The next day would start at 7:30 am with a Yoga class offered by Anna. Participation was not mandatory but recommended. After breakfast, there would be individual consultations with Maestra Juana. That same day, after dinner, Anna would teach a Qi gong class (like yoga), with beginner movements and a final meditation to prepare us for the first night’s sleep.

On the way to the room, the biggest moon I’ve ever seen. Yellow, beautiful, full. Its reflection in the lake water was astonishing. It seemed to answer my questions, telling me, “That’s right. Trust the process”.

I went back to the room, in the darkness of the forest, and nothing could prepare me for what I saw when I arrived at my Tambo. I had already met frogs, geckos, and spiders, but so far so good. There were cockroaches all over the second floor! They walked by my clothes and hid behind my backpack.
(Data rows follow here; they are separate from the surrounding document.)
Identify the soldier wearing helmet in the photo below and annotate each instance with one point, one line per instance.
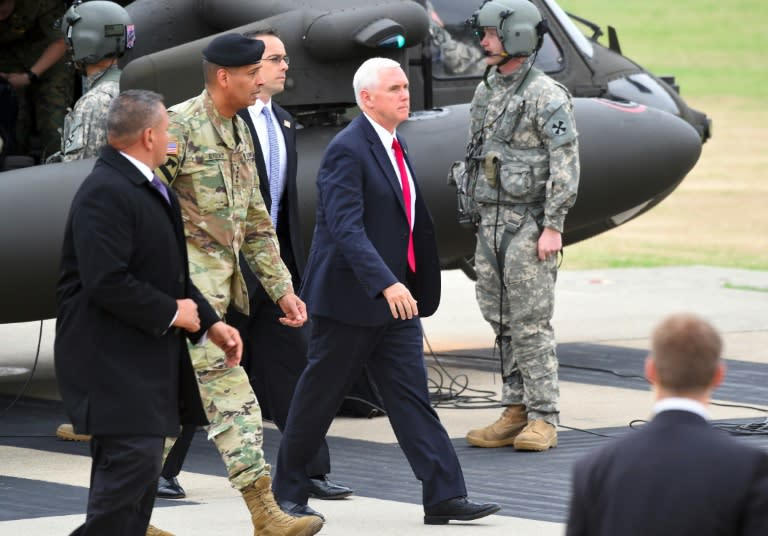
(523, 163)
(34, 73)
(97, 33)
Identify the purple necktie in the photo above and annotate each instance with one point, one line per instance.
(160, 187)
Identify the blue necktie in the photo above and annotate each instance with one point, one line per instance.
(160, 187)
(275, 185)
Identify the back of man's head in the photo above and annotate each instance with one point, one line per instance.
(686, 351)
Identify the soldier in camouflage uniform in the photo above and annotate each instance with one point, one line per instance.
(523, 155)
(31, 52)
(211, 167)
(98, 33)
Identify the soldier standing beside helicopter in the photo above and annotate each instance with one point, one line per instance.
(523, 170)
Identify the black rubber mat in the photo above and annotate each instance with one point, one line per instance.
(529, 485)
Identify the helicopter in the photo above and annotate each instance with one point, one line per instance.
(638, 138)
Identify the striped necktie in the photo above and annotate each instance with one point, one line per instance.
(273, 166)
(160, 187)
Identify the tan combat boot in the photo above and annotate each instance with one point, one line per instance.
(269, 520)
(538, 435)
(154, 531)
(67, 433)
(503, 431)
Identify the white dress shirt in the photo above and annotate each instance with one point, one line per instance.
(386, 139)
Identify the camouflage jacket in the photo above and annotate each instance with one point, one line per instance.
(523, 143)
(211, 167)
(32, 25)
(85, 127)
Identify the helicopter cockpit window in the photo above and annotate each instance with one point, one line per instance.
(456, 51)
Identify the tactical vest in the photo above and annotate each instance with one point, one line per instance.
(506, 173)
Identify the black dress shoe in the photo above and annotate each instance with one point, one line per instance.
(299, 510)
(457, 509)
(169, 488)
(322, 488)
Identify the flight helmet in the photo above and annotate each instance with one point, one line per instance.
(518, 23)
(96, 30)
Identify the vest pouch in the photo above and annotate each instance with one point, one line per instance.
(516, 179)
(509, 121)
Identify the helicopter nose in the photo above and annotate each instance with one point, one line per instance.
(631, 156)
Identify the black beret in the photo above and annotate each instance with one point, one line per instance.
(234, 50)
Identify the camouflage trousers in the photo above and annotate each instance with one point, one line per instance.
(233, 413)
(520, 309)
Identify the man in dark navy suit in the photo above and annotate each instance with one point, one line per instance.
(125, 305)
(677, 476)
(373, 257)
(275, 355)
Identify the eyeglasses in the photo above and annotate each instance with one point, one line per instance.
(277, 59)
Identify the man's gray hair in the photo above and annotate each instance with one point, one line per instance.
(367, 75)
(132, 111)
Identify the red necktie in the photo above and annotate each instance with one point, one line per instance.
(406, 200)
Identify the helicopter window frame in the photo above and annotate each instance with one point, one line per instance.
(577, 36)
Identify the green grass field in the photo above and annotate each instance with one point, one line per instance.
(714, 47)
(716, 50)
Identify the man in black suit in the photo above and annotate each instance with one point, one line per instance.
(125, 305)
(678, 475)
(373, 256)
(275, 355)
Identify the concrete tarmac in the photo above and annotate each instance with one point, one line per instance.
(603, 320)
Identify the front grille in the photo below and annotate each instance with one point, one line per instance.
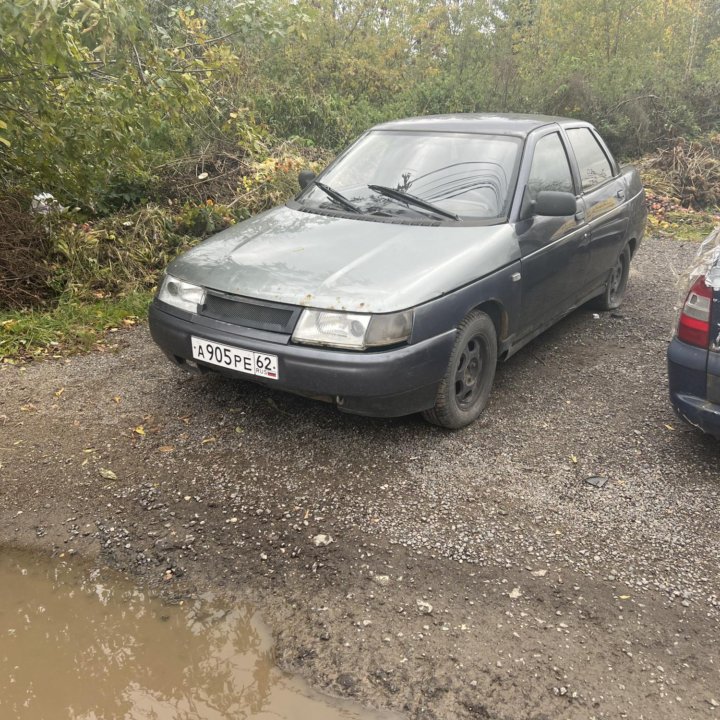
(250, 313)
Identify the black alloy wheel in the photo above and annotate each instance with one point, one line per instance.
(614, 293)
(463, 392)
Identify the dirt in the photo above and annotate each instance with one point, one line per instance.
(474, 574)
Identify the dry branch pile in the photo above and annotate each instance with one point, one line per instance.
(688, 171)
(24, 273)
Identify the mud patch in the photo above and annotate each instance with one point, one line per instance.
(88, 644)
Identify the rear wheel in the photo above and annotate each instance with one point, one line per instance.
(463, 392)
(614, 292)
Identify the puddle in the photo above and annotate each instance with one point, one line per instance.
(84, 645)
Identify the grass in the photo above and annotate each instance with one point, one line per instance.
(69, 327)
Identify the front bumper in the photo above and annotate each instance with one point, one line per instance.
(689, 381)
(388, 383)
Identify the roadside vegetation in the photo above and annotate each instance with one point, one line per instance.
(153, 125)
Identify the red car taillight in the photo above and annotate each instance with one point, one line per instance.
(694, 323)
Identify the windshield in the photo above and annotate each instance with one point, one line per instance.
(463, 174)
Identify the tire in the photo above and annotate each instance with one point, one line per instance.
(464, 391)
(614, 293)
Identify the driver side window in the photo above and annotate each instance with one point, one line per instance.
(550, 169)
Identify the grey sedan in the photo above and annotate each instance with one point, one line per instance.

Between panic and the realization that I would need to solve this myself, I went back downstairs, lowered the mosquito net, and slept right there. I would leave the fight with the cockroaches for the next day, when there would be natural light in the room.

I slept relatively well. It was early and the sounds of the forest helped to forget the enemies from upstairs. I woke up at three in the morning and faced the darkness for the usual trip to the bathroom. I returned and woke up in time for Yoga class.